Although the Henry Hub winter strip added several cents following the above-average draw, it remains below the upcoming summer strip. Henry Hub future prices for the balance of the winter dipped below the summer 2020 strip even before peak winter demand starts as supply has outpaced demand by 6.1 Bcf/d so far this winter, doing little to reduce storage inventories, according to Platts Analytics.
The balance-of-winter Henry Hub strip last closed at $2.22/MMBtu. Meanwhile, the summer strip, April through October, averaged just higher at $2.23/MMBtu.
Even if the US experiences unseasonably cold winter weather in January and February, it will likely not be enough to offset the storage surplus and production gains. The weight of supply will also eventually erode any premium the 2020 summer strip currently holds compared to the balance of winter 19-20 strip.
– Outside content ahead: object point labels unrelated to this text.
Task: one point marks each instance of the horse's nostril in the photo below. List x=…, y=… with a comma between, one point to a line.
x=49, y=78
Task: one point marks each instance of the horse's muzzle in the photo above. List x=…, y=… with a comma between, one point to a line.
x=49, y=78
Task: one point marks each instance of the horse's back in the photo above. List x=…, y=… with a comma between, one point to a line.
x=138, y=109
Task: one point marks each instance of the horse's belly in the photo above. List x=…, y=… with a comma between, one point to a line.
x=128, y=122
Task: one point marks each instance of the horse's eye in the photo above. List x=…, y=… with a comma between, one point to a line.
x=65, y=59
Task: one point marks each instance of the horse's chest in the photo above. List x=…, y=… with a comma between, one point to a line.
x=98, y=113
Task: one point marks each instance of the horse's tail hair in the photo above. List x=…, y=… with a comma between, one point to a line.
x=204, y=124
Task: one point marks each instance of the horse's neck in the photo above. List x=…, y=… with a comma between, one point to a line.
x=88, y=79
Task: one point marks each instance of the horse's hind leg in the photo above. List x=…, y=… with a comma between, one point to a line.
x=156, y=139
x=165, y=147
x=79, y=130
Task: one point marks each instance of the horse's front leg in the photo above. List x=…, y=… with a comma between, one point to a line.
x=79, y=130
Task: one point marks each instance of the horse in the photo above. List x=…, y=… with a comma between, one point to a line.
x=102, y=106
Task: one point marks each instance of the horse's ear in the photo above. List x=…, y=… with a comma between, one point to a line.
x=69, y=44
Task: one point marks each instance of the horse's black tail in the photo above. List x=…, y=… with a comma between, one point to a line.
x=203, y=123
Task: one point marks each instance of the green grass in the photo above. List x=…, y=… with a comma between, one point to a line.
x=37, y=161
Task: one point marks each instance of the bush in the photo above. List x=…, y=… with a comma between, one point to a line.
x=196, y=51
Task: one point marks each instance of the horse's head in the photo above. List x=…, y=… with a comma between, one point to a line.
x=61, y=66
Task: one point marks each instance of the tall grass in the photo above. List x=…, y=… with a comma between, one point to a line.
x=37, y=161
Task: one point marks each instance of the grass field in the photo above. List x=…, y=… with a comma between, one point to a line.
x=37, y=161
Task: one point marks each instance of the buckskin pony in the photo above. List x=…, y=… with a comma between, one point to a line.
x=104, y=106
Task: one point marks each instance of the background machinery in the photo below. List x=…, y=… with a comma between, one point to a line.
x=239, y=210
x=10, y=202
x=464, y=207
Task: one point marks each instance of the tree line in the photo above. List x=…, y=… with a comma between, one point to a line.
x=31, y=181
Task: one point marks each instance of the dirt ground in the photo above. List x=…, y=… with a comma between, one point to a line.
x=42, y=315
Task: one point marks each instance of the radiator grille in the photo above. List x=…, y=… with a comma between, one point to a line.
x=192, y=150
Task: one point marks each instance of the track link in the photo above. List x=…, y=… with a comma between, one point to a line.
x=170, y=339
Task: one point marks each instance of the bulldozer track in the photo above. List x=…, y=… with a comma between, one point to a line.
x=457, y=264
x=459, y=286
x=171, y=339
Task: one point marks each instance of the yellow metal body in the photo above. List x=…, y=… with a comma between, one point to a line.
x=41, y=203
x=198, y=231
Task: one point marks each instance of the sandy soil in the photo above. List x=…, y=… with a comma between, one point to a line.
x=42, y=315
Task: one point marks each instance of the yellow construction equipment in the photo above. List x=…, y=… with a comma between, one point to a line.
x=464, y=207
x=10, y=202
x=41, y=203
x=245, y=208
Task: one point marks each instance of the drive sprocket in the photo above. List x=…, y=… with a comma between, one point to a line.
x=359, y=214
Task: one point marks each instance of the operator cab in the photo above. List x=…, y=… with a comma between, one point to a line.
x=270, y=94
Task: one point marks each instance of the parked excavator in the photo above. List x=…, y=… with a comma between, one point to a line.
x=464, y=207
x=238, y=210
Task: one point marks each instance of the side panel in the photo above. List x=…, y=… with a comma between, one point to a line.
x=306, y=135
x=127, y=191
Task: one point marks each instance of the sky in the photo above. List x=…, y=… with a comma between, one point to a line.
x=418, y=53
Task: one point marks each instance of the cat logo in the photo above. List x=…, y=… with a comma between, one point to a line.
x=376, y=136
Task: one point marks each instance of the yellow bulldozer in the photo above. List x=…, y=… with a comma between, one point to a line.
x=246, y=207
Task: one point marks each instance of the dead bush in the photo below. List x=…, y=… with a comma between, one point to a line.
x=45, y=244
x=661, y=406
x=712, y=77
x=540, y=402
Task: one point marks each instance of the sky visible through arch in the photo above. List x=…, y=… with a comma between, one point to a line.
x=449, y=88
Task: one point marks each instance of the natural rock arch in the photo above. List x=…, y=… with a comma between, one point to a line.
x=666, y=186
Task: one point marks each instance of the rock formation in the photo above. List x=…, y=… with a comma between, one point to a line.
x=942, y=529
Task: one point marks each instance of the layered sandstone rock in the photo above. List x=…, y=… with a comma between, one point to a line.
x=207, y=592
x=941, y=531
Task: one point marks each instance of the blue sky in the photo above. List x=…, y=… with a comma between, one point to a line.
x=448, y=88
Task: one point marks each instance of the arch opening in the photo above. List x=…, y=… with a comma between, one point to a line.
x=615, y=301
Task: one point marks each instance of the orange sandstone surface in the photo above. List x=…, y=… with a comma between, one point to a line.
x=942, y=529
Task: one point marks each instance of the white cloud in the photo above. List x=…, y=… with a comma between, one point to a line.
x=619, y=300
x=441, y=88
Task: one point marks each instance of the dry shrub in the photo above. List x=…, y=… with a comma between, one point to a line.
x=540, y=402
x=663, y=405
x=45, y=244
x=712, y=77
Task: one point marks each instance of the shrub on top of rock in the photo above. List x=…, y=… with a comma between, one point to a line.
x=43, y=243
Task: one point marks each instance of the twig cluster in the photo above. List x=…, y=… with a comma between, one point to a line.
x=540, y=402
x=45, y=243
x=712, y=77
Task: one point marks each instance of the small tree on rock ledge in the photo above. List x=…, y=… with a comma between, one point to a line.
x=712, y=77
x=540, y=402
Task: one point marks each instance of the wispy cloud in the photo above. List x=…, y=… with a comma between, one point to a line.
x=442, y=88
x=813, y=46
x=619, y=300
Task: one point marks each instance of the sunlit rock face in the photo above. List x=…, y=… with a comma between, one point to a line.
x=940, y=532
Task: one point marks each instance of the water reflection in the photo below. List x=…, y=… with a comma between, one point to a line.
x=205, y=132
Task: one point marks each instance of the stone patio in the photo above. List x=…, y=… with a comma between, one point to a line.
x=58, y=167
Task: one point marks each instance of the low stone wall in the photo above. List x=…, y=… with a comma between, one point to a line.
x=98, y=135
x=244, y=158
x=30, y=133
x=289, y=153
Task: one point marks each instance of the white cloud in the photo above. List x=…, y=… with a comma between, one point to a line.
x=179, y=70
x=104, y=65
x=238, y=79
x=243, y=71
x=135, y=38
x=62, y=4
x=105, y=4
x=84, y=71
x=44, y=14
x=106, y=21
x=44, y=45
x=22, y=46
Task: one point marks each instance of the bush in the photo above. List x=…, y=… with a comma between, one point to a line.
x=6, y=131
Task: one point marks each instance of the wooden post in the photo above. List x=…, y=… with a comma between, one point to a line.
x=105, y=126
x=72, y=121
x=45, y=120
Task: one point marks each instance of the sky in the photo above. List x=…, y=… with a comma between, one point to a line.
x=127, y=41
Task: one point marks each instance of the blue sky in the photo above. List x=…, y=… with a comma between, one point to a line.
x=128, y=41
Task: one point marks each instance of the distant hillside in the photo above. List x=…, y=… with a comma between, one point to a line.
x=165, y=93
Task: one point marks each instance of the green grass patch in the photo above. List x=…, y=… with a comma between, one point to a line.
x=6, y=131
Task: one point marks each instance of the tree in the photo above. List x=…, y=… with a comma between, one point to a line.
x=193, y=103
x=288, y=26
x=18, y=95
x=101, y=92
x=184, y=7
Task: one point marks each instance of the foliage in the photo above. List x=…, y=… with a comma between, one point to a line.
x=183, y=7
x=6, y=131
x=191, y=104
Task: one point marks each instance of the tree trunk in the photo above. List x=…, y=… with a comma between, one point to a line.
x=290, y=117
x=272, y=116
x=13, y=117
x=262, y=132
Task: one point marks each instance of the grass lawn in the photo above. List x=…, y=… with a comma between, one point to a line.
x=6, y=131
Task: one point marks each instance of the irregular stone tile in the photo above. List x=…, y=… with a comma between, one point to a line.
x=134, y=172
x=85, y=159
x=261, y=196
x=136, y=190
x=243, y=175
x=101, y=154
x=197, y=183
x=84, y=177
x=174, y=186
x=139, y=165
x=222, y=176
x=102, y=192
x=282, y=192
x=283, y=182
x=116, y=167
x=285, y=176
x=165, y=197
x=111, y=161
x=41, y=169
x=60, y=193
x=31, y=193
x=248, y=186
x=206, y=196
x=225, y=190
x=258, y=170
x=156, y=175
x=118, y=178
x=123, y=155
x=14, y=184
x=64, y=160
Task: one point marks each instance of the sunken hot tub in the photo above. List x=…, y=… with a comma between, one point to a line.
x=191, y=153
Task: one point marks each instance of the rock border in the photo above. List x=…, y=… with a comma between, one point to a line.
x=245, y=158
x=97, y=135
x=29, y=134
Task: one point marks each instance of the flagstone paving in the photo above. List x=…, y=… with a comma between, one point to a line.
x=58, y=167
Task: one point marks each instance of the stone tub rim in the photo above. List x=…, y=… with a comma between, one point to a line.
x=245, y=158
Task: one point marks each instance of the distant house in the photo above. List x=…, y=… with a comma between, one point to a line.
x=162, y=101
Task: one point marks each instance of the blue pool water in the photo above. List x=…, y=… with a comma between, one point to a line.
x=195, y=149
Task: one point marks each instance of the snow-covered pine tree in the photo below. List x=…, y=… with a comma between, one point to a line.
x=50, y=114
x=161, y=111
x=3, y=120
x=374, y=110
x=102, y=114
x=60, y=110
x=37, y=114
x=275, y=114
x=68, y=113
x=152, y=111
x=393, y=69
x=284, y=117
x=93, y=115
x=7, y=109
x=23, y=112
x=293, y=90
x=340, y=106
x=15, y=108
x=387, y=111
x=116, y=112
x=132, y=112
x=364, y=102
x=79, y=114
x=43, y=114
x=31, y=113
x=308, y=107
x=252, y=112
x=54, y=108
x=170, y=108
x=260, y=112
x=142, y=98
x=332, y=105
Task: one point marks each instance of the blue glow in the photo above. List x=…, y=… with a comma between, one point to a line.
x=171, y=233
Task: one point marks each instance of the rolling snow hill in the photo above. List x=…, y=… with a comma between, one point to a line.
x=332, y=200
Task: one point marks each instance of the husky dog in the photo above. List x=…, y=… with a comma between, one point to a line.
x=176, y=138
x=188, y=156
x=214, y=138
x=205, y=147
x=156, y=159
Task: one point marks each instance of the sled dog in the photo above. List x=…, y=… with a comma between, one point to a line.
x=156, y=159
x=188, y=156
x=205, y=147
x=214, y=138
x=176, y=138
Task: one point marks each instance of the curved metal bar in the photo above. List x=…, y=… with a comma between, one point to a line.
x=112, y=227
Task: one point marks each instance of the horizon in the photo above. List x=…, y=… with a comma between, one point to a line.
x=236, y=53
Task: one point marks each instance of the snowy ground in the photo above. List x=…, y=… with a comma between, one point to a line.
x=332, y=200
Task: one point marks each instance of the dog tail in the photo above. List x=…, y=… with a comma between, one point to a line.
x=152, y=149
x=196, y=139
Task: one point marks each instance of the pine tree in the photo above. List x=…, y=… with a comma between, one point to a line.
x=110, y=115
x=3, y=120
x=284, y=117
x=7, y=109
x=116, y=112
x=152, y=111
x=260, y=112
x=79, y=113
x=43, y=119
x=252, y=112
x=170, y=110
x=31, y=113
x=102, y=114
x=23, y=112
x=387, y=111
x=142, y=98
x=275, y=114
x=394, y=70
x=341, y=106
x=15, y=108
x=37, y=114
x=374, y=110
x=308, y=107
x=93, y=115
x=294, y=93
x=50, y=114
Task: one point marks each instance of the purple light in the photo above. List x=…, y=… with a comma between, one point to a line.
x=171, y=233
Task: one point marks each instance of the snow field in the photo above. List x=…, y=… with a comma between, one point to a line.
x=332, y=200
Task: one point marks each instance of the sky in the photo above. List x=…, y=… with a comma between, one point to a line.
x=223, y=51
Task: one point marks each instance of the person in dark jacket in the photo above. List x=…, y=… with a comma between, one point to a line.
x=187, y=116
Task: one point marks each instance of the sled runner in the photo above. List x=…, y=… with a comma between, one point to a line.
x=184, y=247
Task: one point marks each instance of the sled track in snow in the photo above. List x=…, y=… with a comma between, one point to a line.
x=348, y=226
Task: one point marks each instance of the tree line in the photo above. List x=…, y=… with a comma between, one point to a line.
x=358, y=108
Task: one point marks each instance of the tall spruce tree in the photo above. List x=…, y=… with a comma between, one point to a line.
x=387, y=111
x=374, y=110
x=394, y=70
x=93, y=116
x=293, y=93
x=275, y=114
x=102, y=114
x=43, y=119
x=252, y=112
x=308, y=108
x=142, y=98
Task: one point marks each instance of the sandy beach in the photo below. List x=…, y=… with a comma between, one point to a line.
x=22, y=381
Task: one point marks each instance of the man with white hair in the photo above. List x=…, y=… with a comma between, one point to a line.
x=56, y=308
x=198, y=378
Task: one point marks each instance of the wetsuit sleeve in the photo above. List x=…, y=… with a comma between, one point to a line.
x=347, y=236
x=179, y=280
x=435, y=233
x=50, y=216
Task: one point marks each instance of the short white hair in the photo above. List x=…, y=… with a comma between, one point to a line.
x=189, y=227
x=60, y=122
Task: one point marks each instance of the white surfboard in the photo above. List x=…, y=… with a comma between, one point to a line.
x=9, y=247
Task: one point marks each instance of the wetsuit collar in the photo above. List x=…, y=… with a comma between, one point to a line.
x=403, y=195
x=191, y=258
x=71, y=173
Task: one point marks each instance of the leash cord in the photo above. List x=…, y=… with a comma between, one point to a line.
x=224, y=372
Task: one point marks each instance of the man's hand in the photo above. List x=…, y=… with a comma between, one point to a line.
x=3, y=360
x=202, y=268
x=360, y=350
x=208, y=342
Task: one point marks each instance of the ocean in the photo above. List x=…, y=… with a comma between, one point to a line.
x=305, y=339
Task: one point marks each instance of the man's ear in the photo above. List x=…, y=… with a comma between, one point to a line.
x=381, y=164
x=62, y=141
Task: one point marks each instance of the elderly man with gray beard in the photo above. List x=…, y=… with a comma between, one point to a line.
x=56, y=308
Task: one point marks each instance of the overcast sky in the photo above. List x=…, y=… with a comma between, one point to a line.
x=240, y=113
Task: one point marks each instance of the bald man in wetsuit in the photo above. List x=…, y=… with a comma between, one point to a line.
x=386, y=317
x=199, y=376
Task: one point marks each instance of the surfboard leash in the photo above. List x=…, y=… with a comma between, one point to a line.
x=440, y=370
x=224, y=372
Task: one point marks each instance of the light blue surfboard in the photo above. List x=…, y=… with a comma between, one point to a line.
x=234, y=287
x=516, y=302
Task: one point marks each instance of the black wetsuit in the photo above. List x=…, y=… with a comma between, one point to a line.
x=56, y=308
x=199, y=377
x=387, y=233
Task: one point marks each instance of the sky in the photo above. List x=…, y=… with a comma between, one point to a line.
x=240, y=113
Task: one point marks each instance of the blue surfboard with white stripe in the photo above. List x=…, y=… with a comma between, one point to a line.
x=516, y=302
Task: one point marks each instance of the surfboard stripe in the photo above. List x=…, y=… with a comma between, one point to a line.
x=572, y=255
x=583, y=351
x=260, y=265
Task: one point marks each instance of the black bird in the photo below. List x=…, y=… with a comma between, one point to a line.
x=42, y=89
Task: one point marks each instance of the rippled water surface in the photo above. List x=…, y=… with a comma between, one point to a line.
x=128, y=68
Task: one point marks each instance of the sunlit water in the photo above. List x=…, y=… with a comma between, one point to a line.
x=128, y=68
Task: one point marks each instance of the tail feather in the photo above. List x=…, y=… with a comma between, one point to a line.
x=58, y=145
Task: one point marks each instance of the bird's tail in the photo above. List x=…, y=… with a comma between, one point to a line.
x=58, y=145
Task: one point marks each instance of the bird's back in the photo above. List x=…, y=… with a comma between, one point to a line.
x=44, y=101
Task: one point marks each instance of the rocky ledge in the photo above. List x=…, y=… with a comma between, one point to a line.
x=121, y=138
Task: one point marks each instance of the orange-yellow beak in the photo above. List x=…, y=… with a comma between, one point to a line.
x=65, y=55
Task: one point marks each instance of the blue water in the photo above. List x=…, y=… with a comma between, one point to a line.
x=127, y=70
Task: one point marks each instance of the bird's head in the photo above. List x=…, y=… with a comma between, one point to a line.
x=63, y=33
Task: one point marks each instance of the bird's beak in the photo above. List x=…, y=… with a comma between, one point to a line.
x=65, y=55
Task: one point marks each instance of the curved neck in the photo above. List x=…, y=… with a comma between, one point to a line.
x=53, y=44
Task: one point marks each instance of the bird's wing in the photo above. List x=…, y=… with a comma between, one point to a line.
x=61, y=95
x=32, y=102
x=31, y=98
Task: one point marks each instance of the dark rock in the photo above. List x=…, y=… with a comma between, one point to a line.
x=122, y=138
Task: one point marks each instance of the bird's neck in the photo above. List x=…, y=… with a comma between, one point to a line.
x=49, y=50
An early forecast by Platts Analytics shows a net withdrawal of 92 Bcf for the week ending December 13, which is 20 Bcf less than the five-year average draw. It would flip the slight deficit to the five-year average to a surplus.
Total supplies for the week in progress are down 700 MMcf/d to average 96 Bcf/d, with a roughly 1 Bcf/d drop in onshore production in Texas and the Northeast partly counteracted by a rise in net Canadian imports.
Downstream, total demand is up 2.3 Bcf/d on the week to average 109 Bcf/d, with gains driven not only by higher home heating demand but also by a roughly 0.7 Bcf/d increase in LNG feedgas deliveries.
LNG feedgas demand has been hitting new highs in recent weeks on increased deliveries to the Cameron LNG and Corpus Christi LNG export terminals on the US Gulf Coast.